Moussa Faki

CRISE LIBYENNE : Moussa Faki pour une conférence de réconciliation nationale

Le président de la Commission de l’Union africaine, Moussa Faki Mahamat, a proposé la tenue d’une conférence de « réconciliation nationale » afin de résoudre le conflit en Libye.
Faki s’est exprimé  à l’issue d’une réunion à Tripoli avec le président du Conseil présidentiel du gouvernement d’union nationale de Libye (GNA), Fayez Serraj, au cours de laquelle ils ont discuté des derniers développements politiques et sécuritaires, ainsi que des prochaines élections présidentielles et législatives dans ce pays.
Le président de la Commission de l’UA a soumis  sa proposition de conférence nationale, « soulignant que toute décision sur la question libyenne devait être libyenne, et a exprimé sa désapprobation devant toute ingérence étrangère qui pourrait compliquer davantage la crise », selon un communiqué du bureau de Serraj. Ce dernier a salué cette proposition, espérant que cette conférence « se tienne sous l’égide de l’ONU », a ajouté le communiqué.
Depuis la chute de Mâamar El-Gueddafi en 2011, la Libye est secouée par un conflit politique. Deux autorités se disputent le pouvoir dans le pays: le GNA, établi fin 2015 par un accord parrainé par l’ONU et basé à Tripoli, et une autorité rivale, installée dans l’Est, contrôlé par l’Armée nationale autoproclamée par le maréchal Haftar.
En marge du Sommet  arabe de Tunis ,  la commission quadripartite, composée de l’Union africaine (UA), de l’Organisation des Nations unies (ONU), de la Ligue arabe et de l’Union européenne (UE) sur le dossier libyen,  a souligné la nécessité de mettre en œuvre une réconciliation nationale fédérant l’ensemble des parties libyennes autour d’une solution pacifique permettant de mettre fin à la crise que vit le pays.
Le président de   la Commission de l’Union africaine, Moussa Faki Mahamat avait  mis en avant, lors d’une conférence de presse animée conjointement avec le SG de l’ONU, Antonio Guterres, le Secrétaire général de la Ligue des États arabes, Ahmad Abou Al Ghaïth, la Haute représentante de l’Union européenne pour les Affaires étrangères et la politique de sécurité, Mme Federica Mogherini et l’envoyé onusien pour la Libye, Ghassane Salamé, « les efforts déployés par l’UA pour la résolution de la  crise en Libye ». Faki Mahamat avait rappelé une « décision de l’UA, prise lors de sa réunion tenue février dernier, portant sur la tenue d’une conférence de réconciliation entre les différentes parties libyennes », exprimant son souhait de « pouvoir tenir cette rencontre en juillet prochain ». ‘’C’est une opportunité pour les Libyens pour mettre fin à la situation de conflit et d’instabilité que vit leur pays depuis près de huit ans », avait-t-il affirmé. Le président de la Commission de l’Union africaine a évoqué, en outre, les répercussions de la crise libyenne sur les pays voisins, notamment au Sahel.

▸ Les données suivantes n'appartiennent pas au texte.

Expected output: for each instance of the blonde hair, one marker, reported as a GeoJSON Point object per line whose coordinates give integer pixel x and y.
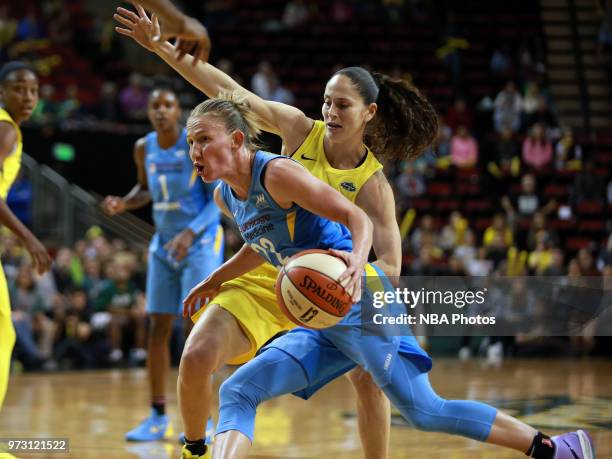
{"type": "Point", "coordinates": [235, 112]}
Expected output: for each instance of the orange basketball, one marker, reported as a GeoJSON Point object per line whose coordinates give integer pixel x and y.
{"type": "Point", "coordinates": [308, 290]}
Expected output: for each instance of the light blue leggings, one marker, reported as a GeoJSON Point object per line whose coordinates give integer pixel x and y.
{"type": "Point", "coordinates": [274, 373]}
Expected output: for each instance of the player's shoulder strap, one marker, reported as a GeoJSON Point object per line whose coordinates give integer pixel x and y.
{"type": "Point", "coordinates": [312, 146]}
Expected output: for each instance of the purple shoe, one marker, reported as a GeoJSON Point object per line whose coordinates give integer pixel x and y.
{"type": "Point", "coordinates": [574, 445]}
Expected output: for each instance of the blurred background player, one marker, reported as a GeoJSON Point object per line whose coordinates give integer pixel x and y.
{"type": "Point", "coordinates": [19, 92]}
{"type": "Point", "coordinates": [186, 247]}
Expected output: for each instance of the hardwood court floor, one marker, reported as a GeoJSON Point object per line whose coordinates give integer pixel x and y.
{"type": "Point", "coordinates": [95, 409]}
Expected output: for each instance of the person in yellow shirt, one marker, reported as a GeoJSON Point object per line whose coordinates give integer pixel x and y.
{"type": "Point", "coordinates": [19, 95]}
{"type": "Point", "coordinates": [362, 113]}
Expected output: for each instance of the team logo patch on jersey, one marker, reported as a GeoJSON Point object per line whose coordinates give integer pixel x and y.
{"type": "Point", "coordinates": [260, 201]}
{"type": "Point", "coordinates": [349, 186]}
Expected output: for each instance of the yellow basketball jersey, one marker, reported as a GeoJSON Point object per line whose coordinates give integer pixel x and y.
{"type": "Point", "coordinates": [12, 163]}
{"type": "Point", "coordinates": [311, 155]}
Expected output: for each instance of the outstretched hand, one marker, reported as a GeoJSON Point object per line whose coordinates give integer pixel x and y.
{"type": "Point", "coordinates": [191, 36]}
{"type": "Point", "coordinates": [139, 27]}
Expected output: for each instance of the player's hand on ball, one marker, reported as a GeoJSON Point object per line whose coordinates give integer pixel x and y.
{"type": "Point", "coordinates": [201, 293]}
{"type": "Point", "coordinates": [353, 272]}
{"type": "Point", "coordinates": [113, 205]}
{"type": "Point", "coordinates": [138, 26]}
{"type": "Point", "coordinates": [179, 245]}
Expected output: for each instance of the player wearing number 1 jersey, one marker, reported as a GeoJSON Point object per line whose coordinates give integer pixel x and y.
{"type": "Point", "coordinates": [186, 247]}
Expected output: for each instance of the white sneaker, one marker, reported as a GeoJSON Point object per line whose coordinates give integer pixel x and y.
{"type": "Point", "coordinates": [115, 356]}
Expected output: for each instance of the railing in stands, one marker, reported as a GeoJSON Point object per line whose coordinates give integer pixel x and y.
{"type": "Point", "coordinates": [62, 213]}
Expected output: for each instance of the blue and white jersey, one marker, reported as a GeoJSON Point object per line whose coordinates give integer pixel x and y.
{"type": "Point", "coordinates": [179, 196]}
{"type": "Point", "coordinates": [277, 233]}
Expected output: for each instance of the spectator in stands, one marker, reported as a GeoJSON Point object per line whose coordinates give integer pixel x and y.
{"type": "Point", "coordinates": [464, 149]}
{"type": "Point", "coordinates": [296, 12]}
{"type": "Point", "coordinates": [507, 149]}
{"type": "Point", "coordinates": [342, 11]}
{"type": "Point", "coordinates": [8, 29]}
{"type": "Point", "coordinates": [467, 250]}
{"type": "Point", "coordinates": [531, 100]}
{"type": "Point", "coordinates": [63, 270]}
{"type": "Point", "coordinates": [501, 62]}
{"type": "Point", "coordinates": [29, 27]}
{"type": "Point", "coordinates": [568, 154]}
{"type": "Point", "coordinates": [70, 107]}
{"type": "Point", "coordinates": [93, 282]}
{"type": "Point", "coordinates": [133, 99]}
{"type": "Point", "coordinates": [409, 184]}
{"type": "Point", "coordinates": [507, 108]}
{"type": "Point", "coordinates": [423, 264]}
{"type": "Point", "coordinates": [556, 267]}
{"type": "Point", "coordinates": [279, 93]}
{"type": "Point", "coordinates": [588, 185]}
{"type": "Point", "coordinates": [604, 38]}
{"type": "Point", "coordinates": [458, 114]}
{"type": "Point", "coordinates": [19, 199]}
{"type": "Point", "coordinates": [542, 115]}
{"type": "Point", "coordinates": [261, 81]}
{"type": "Point", "coordinates": [479, 266]}
{"type": "Point", "coordinates": [46, 109]}
{"type": "Point", "coordinates": [527, 202]}
{"type": "Point", "coordinates": [74, 334]}
{"type": "Point", "coordinates": [124, 303]}
{"type": "Point", "coordinates": [541, 257]}
{"type": "Point", "coordinates": [537, 149]}
{"type": "Point", "coordinates": [108, 104]}
{"type": "Point", "coordinates": [426, 226]}
{"type": "Point", "coordinates": [454, 232]}
{"type": "Point", "coordinates": [540, 225]}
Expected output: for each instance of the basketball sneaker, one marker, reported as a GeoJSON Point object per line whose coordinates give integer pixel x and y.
{"type": "Point", "coordinates": [574, 445]}
{"type": "Point", "coordinates": [156, 427]}
{"type": "Point", "coordinates": [186, 454]}
{"type": "Point", "coordinates": [210, 430]}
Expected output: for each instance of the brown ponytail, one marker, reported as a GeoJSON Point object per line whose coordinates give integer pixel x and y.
{"type": "Point", "coordinates": [405, 123]}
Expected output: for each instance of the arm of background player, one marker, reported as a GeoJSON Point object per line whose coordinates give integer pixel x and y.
{"type": "Point", "coordinates": [376, 199]}
{"type": "Point", "coordinates": [191, 34]}
{"type": "Point", "coordinates": [288, 182]}
{"type": "Point", "coordinates": [285, 120]}
{"type": "Point", "coordinates": [139, 196]}
{"type": "Point", "coordinates": [40, 256]}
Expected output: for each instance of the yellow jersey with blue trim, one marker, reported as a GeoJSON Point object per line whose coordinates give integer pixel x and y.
{"type": "Point", "coordinates": [311, 154]}
{"type": "Point", "coordinates": [12, 163]}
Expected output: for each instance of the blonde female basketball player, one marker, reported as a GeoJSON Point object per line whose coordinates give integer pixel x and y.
{"type": "Point", "coordinates": [244, 315]}
{"type": "Point", "coordinates": [264, 192]}
{"type": "Point", "coordinates": [19, 92]}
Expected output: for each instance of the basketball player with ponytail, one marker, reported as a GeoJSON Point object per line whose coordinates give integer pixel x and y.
{"type": "Point", "coordinates": [264, 192]}
{"type": "Point", "coordinates": [338, 150]}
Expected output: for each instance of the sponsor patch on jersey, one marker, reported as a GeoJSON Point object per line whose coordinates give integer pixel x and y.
{"type": "Point", "coordinates": [349, 186]}
{"type": "Point", "coordinates": [260, 201]}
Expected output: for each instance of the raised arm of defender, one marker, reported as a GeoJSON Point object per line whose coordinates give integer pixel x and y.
{"type": "Point", "coordinates": [285, 120]}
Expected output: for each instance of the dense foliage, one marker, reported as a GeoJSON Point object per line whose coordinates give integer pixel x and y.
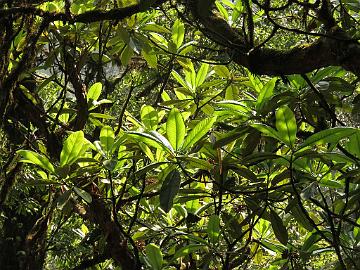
{"type": "Point", "coordinates": [194, 134]}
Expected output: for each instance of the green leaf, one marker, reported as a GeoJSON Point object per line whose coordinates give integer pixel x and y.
{"type": "Point", "coordinates": [353, 146]}
{"type": "Point", "coordinates": [286, 125]}
{"type": "Point", "coordinates": [154, 256]}
{"type": "Point", "coordinates": [146, 138]}
{"type": "Point", "coordinates": [175, 128]}
{"type": "Point", "coordinates": [162, 140]}
{"type": "Point", "coordinates": [74, 147]}
{"type": "Point", "coordinates": [198, 132]}
{"type": "Point", "coordinates": [265, 94]}
{"type": "Point", "coordinates": [169, 190]}
{"type": "Point", "coordinates": [179, 79]}
{"type": "Point", "coordinates": [37, 159]}
{"type": "Point", "coordinates": [94, 91]}
{"type": "Point", "coordinates": [178, 32]}
{"type": "Point", "coordinates": [213, 228]}
{"type": "Point", "coordinates": [187, 250]}
{"type": "Point", "coordinates": [222, 71]}
{"type": "Point", "coordinates": [83, 194]}
{"type": "Point", "coordinates": [332, 135]}
{"type": "Point", "coordinates": [201, 75]}
{"type": "Point", "coordinates": [149, 117]}
{"type": "Point", "coordinates": [107, 138]}
{"type": "Point", "coordinates": [268, 131]}
{"type": "Point", "coordinates": [279, 228]}
{"type": "Point", "coordinates": [126, 55]}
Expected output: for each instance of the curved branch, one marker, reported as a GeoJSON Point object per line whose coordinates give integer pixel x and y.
{"type": "Point", "coordinates": [334, 49]}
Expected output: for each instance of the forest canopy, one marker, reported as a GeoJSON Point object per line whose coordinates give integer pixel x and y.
{"type": "Point", "coordinates": [189, 134]}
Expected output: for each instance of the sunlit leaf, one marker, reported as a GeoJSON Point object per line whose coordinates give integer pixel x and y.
{"type": "Point", "coordinates": [149, 117]}
{"type": "Point", "coordinates": [198, 132]}
{"type": "Point", "coordinates": [175, 128]}
{"type": "Point", "coordinates": [154, 256]}
{"type": "Point", "coordinates": [83, 194]}
{"type": "Point", "coordinates": [286, 125]}
{"type": "Point", "coordinates": [94, 91]}
{"type": "Point", "coordinates": [37, 159]}
{"type": "Point", "coordinates": [279, 228]}
{"type": "Point", "coordinates": [107, 138]}
{"type": "Point", "coordinates": [178, 32]}
{"type": "Point", "coordinates": [74, 147]}
{"type": "Point", "coordinates": [169, 190]}
{"type": "Point", "coordinates": [201, 75]}
{"type": "Point", "coordinates": [213, 228]}
{"type": "Point", "coordinates": [265, 94]}
{"type": "Point", "coordinates": [187, 250]}
{"type": "Point", "coordinates": [332, 135]}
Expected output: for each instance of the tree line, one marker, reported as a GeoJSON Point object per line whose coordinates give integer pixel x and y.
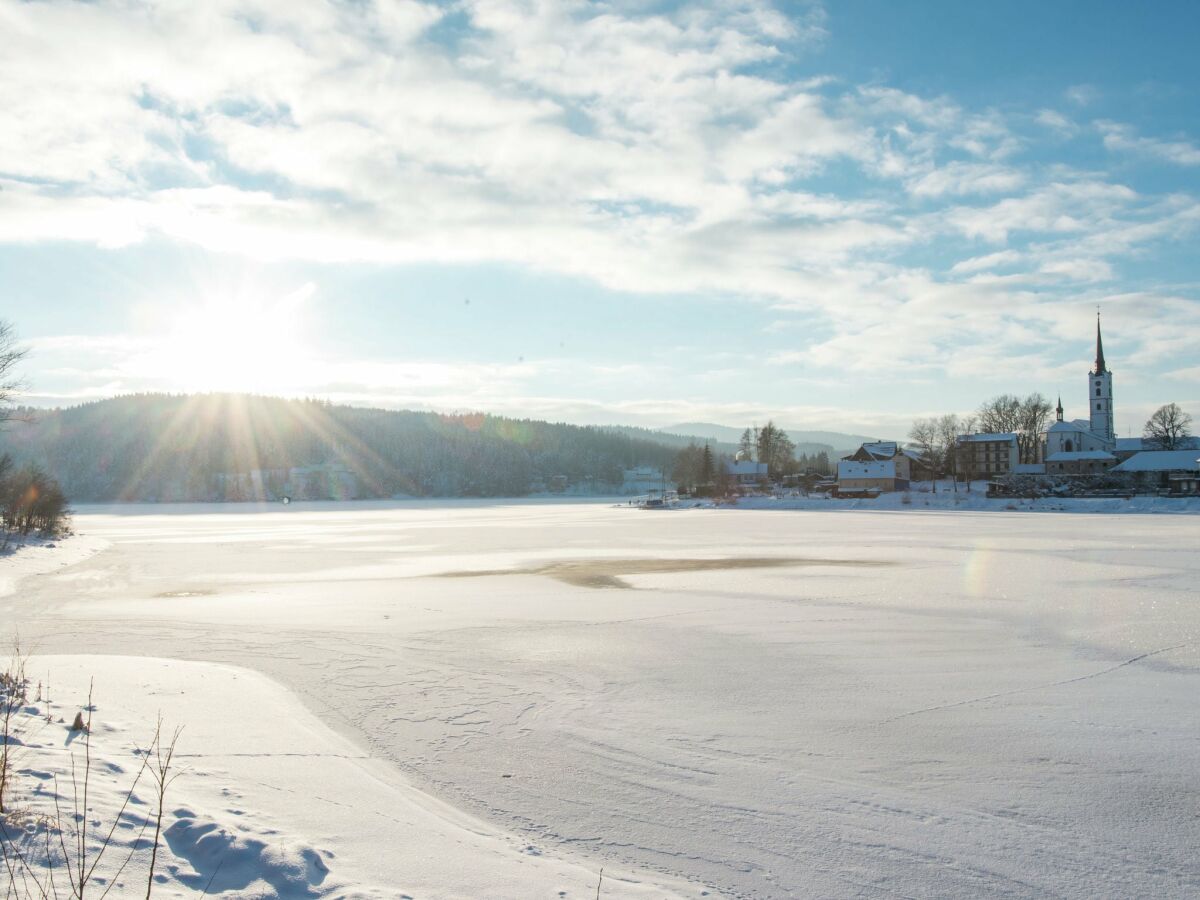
{"type": "Point", "coordinates": [157, 447]}
{"type": "Point", "coordinates": [30, 501]}
{"type": "Point", "coordinates": [701, 469]}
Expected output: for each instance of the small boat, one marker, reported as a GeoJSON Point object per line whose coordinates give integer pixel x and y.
{"type": "Point", "coordinates": [666, 499]}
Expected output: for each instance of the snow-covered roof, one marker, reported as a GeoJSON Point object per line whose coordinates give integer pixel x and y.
{"type": "Point", "coordinates": [879, 468]}
{"type": "Point", "coordinates": [1161, 461]}
{"type": "Point", "coordinates": [881, 449]}
{"type": "Point", "coordinates": [745, 467]}
{"type": "Point", "coordinates": [989, 436]}
{"type": "Point", "coordinates": [1080, 455]}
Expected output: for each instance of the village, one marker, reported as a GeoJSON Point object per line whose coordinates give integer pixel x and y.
{"type": "Point", "coordinates": [1068, 456]}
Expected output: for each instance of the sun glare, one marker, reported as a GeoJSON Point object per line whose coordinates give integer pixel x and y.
{"type": "Point", "coordinates": [235, 342]}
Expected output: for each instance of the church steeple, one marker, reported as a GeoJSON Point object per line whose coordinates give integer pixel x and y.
{"type": "Point", "coordinates": [1099, 393]}
{"type": "Point", "coordinates": [1099, 347]}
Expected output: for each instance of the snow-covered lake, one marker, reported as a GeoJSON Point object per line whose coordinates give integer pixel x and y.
{"type": "Point", "coordinates": [832, 703]}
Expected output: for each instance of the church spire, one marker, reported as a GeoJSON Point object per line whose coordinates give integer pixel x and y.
{"type": "Point", "coordinates": [1099, 347]}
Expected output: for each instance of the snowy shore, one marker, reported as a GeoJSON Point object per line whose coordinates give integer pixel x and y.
{"type": "Point", "coordinates": [909, 701]}
{"type": "Point", "coordinates": [268, 801]}
{"type": "Point", "coordinates": [975, 501]}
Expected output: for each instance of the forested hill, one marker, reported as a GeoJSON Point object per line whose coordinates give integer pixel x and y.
{"type": "Point", "coordinates": [237, 447]}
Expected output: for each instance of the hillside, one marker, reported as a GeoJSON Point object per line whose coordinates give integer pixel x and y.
{"type": "Point", "coordinates": [237, 447]}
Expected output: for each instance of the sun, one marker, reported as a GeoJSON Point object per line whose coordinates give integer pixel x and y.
{"type": "Point", "coordinates": [238, 341]}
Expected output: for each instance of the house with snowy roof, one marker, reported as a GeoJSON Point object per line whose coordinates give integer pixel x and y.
{"type": "Point", "coordinates": [856, 475]}
{"type": "Point", "coordinates": [987, 455]}
{"type": "Point", "coordinates": [747, 472]}
{"type": "Point", "coordinates": [1176, 471]}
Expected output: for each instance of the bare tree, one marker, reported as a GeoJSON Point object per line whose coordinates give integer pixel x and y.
{"type": "Point", "coordinates": [924, 433]}
{"type": "Point", "coordinates": [10, 355]}
{"type": "Point", "coordinates": [1009, 414]}
{"type": "Point", "coordinates": [966, 426]}
{"type": "Point", "coordinates": [1001, 414]}
{"type": "Point", "coordinates": [948, 430]}
{"type": "Point", "coordinates": [1168, 429]}
{"type": "Point", "coordinates": [1035, 414]}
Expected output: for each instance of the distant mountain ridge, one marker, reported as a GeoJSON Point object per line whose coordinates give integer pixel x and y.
{"type": "Point", "coordinates": [234, 447]}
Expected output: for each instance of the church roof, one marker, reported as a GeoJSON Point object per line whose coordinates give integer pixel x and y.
{"type": "Point", "coordinates": [1099, 348]}
{"type": "Point", "coordinates": [853, 468]}
{"type": "Point", "coordinates": [1080, 456]}
{"type": "Point", "coordinates": [993, 436]}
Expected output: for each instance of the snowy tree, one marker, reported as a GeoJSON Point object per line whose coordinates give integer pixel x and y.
{"type": "Point", "coordinates": [1168, 429]}
{"type": "Point", "coordinates": [707, 466]}
{"type": "Point", "coordinates": [775, 449]}
{"type": "Point", "coordinates": [924, 436]}
{"type": "Point", "coordinates": [948, 430]}
{"type": "Point", "coordinates": [10, 355]}
{"type": "Point", "coordinates": [749, 442]}
{"type": "Point", "coordinates": [1025, 418]}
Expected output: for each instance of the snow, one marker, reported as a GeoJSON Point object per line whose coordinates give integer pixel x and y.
{"type": "Point", "coordinates": [792, 697]}
{"type": "Point", "coordinates": [852, 468]}
{"type": "Point", "coordinates": [1162, 461]}
{"type": "Point", "coordinates": [990, 437]}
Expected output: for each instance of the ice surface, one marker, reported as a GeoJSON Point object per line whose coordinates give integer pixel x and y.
{"type": "Point", "coordinates": [1003, 703]}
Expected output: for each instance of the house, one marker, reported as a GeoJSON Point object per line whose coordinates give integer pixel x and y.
{"type": "Point", "coordinates": [987, 455]}
{"type": "Point", "coordinates": [1173, 469]}
{"type": "Point", "coordinates": [1079, 462]}
{"type": "Point", "coordinates": [1083, 447]}
{"type": "Point", "coordinates": [645, 479]}
{"type": "Point", "coordinates": [747, 473]}
{"type": "Point", "coordinates": [855, 475]}
{"type": "Point", "coordinates": [910, 465]}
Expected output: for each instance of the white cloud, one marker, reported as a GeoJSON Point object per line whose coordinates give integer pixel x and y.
{"type": "Point", "coordinates": [963, 178]}
{"type": "Point", "coordinates": [1123, 138]}
{"type": "Point", "coordinates": [643, 149]}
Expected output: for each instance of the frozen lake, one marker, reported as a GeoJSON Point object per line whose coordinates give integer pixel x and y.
{"type": "Point", "coordinates": [839, 703]}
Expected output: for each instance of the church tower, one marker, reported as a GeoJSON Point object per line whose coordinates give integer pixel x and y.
{"type": "Point", "coordinates": [1099, 393]}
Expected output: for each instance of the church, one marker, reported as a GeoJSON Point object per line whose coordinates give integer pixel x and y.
{"type": "Point", "coordinates": [1085, 445]}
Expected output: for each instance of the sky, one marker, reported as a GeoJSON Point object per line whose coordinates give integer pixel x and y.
{"type": "Point", "coordinates": [835, 216]}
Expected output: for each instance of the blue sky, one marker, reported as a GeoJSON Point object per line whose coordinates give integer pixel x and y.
{"type": "Point", "coordinates": [837, 216]}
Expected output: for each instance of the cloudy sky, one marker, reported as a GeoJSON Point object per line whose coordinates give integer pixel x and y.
{"type": "Point", "coordinates": [837, 215]}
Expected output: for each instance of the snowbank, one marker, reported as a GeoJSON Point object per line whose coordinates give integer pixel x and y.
{"type": "Point", "coordinates": [39, 556]}
{"type": "Point", "coordinates": [975, 502]}
{"type": "Point", "coordinates": [269, 802]}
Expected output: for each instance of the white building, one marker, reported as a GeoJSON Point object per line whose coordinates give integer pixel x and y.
{"type": "Point", "coordinates": [747, 472]}
{"type": "Point", "coordinates": [1085, 445]}
{"type": "Point", "coordinates": [856, 475]}
{"type": "Point", "coordinates": [645, 479]}
{"type": "Point", "coordinates": [987, 455]}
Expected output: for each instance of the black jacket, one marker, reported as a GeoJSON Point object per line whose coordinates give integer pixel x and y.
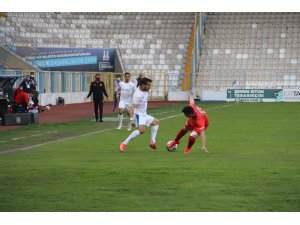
{"type": "Point", "coordinates": [97, 89]}
{"type": "Point", "coordinates": [28, 85]}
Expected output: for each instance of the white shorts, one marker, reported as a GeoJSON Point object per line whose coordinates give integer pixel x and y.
{"type": "Point", "coordinates": [124, 105]}
{"type": "Point", "coordinates": [145, 120]}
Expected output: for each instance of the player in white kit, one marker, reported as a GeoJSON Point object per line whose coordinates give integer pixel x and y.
{"type": "Point", "coordinates": [139, 109]}
{"type": "Point", "coordinates": [125, 91]}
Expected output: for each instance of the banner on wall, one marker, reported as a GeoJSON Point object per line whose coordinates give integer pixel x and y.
{"type": "Point", "coordinates": [292, 95]}
{"type": "Point", "coordinates": [70, 59]}
{"type": "Point", "coordinates": [255, 95]}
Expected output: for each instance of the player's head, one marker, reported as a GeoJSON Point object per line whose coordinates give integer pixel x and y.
{"type": "Point", "coordinates": [188, 111]}
{"type": "Point", "coordinates": [141, 75]}
{"type": "Point", "coordinates": [97, 77]}
{"type": "Point", "coordinates": [145, 84]}
{"type": "Point", "coordinates": [127, 77]}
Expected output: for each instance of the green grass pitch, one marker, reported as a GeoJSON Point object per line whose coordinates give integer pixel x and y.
{"type": "Point", "coordinates": [253, 164]}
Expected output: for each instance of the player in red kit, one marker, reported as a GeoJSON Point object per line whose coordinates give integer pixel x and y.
{"type": "Point", "coordinates": [196, 124]}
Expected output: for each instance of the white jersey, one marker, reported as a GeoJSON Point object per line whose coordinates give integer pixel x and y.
{"type": "Point", "coordinates": [140, 99]}
{"type": "Point", "coordinates": [126, 91]}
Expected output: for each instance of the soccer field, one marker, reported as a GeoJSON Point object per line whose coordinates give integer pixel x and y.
{"type": "Point", "coordinates": [253, 164]}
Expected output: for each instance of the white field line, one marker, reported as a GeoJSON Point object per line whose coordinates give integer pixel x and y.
{"type": "Point", "coordinates": [91, 133]}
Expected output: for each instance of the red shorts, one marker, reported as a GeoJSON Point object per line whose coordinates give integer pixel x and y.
{"type": "Point", "coordinates": [192, 126]}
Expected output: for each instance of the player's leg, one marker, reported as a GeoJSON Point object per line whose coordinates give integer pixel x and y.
{"type": "Point", "coordinates": [180, 134]}
{"type": "Point", "coordinates": [154, 128]}
{"type": "Point", "coordinates": [127, 108]}
{"type": "Point", "coordinates": [101, 110]}
{"type": "Point", "coordinates": [129, 125]}
{"type": "Point", "coordinates": [120, 113]}
{"type": "Point", "coordinates": [141, 129]}
{"type": "Point", "coordinates": [192, 138]}
{"type": "Point", "coordinates": [96, 110]}
{"type": "Point", "coordinates": [115, 101]}
{"type": "Point", "coordinates": [120, 116]}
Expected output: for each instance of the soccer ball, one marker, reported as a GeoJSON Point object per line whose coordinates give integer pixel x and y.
{"type": "Point", "coordinates": [173, 149]}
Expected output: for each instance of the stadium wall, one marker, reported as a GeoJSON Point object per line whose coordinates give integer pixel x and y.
{"type": "Point", "coordinates": [70, 98]}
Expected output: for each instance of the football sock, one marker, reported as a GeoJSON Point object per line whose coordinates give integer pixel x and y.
{"type": "Point", "coordinates": [132, 136]}
{"type": "Point", "coordinates": [180, 134]}
{"type": "Point", "coordinates": [154, 130]}
{"type": "Point", "coordinates": [120, 119]}
{"type": "Point", "coordinates": [191, 141]}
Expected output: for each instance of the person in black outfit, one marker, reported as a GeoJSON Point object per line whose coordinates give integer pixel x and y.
{"type": "Point", "coordinates": [28, 83]}
{"type": "Point", "coordinates": [29, 86]}
{"type": "Point", "coordinates": [97, 88]}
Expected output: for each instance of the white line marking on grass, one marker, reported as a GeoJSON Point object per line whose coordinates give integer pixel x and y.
{"type": "Point", "coordinates": [50, 142]}
{"type": "Point", "coordinates": [160, 113]}
{"type": "Point", "coordinates": [87, 134]}
{"type": "Point", "coordinates": [54, 131]}
{"type": "Point", "coordinates": [15, 139]}
{"type": "Point", "coordinates": [34, 135]}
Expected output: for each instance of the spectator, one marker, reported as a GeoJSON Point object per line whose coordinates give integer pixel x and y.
{"type": "Point", "coordinates": [28, 83]}
{"type": "Point", "coordinates": [29, 86]}
{"type": "Point", "coordinates": [21, 100]}
{"type": "Point", "coordinates": [116, 88]}
{"type": "Point", "coordinates": [97, 88]}
{"type": "Point", "coordinates": [137, 82]}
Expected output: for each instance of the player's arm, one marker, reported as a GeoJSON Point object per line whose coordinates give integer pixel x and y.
{"type": "Point", "coordinates": [118, 92]}
{"type": "Point", "coordinates": [191, 96]}
{"type": "Point", "coordinates": [131, 113]}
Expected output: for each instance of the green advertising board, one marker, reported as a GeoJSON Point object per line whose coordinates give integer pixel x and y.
{"type": "Point", "coordinates": [255, 95]}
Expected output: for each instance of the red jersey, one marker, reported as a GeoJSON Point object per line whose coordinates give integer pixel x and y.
{"type": "Point", "coordinates": [199, 122]}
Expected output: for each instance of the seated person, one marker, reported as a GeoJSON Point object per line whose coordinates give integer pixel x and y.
{"type": "Point", "coordinates": [21, 100]}
{"type": "Point", "coordinates": [29, 83]}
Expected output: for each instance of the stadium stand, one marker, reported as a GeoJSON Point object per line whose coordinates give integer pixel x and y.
{"type": "Point", "coordinates": [149, 42]}
{"type": "Point", "coordinates": [250, 50]}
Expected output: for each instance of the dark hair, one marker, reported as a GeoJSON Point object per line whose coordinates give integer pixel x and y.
{"type": "Point", "coordinates": [188, 110]}
{"type": "Point", "coordinates": [145, 80]}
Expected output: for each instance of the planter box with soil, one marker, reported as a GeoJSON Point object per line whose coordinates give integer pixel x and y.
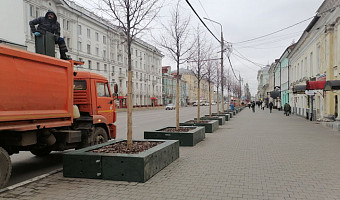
{"type": "Point", "coordinates": [187, 135]}
{"type": "Point", "coordinates": [221, 120]}
{"type": "Point", "coordinates": [210, 125]}
{"type": "Point", "coordinates": [112, 161]}
{"type": "Point", "coordinates": [225, 115]}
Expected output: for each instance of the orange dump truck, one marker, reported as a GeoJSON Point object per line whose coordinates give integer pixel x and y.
{"type": "Point", "coordinates": [45, 106]}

Pour sa part, Mme Mogherini avait  affirmé que de grandes possibilités existent pour ouvrir une nouvelle page permettant à la Libye de sortir de cette crise et  revenir à une vie normale dans le cadre de la démocratie, mettant en avant les « efforts » de l’UE en matière d’assistance apportée à la Libye sur le plan social à travers, notamment, l’appui financier fourni au pays en 2014. Elle Avait  appelé l’ensemble des parties à « assumer leurs responsabilités ». Le SG de l’ONU avait  , de son côté, appelé tous les responsables libyens à prendre conscience de l’importance d’une solution pacifique pour cette crise, se félicitant de l’esprit de « coordination et de coopération entre les quatre organisations (ONU, UA, UE et Ligue arabe). Se félicitant des efforts consentis pour parvenir à une solution pacifique à la crise, notamment le Congrès national devant se tenir en avril prochain, le secrétaire général de la Ligue des États arabes, Ahmad Abou Al Ghaïth, a  souligné la nécessaire « intensification des actions de coordination et d’échange d’informations entre toutes les parties ».